The report mentioned that 17 states/UTs had over 33 per cent of their geographical area under forest cover, even as Minister for Environment, Forest and Climate Change Bhupender Yadav reaffirmed the government’s resolve to not only conserve forests quantitatively but also qualitatively enrich them.

However, an analysis by noted environmentalist Sunita Narain, Director General of the Centre for Science and Environment (a not-for-profit public interest research and advocacy organisation), has shown that the real picture is far from rosy.

Narain has noticed a glaring discrepancy between what is officially recorded as forest area (77.53 million hectares) and the actual forest cover (51.66 million hectares) that exists on that recorded area.

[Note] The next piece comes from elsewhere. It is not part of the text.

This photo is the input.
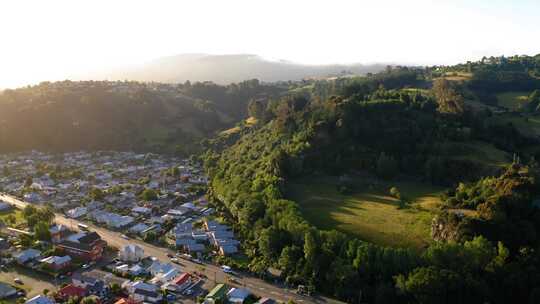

According to her, 34 per cent of the area classified as forests — 25.87 million hectares — is conspicuous by its absence from the government’s assessment. She says the India State of Forest Report ‘does not explain what is happening to this huge tract of forest land — equal in size to the state of Uttar Pradesh.’

Undoubtedly, ISFR-2021 is an important document that is expected to guide policy-makers regarding decisions for the sustainable management of forest and tree resources in the country, but everything contained in it should not be treated or projected as the gospel truth by the government.

The findings of independent researchers should also be taken into account so as to accurately assess the green cover and do course correction, wherever required. The forest survey should strike a balance between ground-truthing and the use of satellite imagery for data collection and interpretation.

The Centrally sponsored National Mission for a Green India needs much better monitoring and implementation. It’s worrying that almost one-fifth of the funds released to states and UTs for carrying out afforestation activities under this mission have remained unutilised. There is no room for complacency when India’s priceless woodlands are at stake.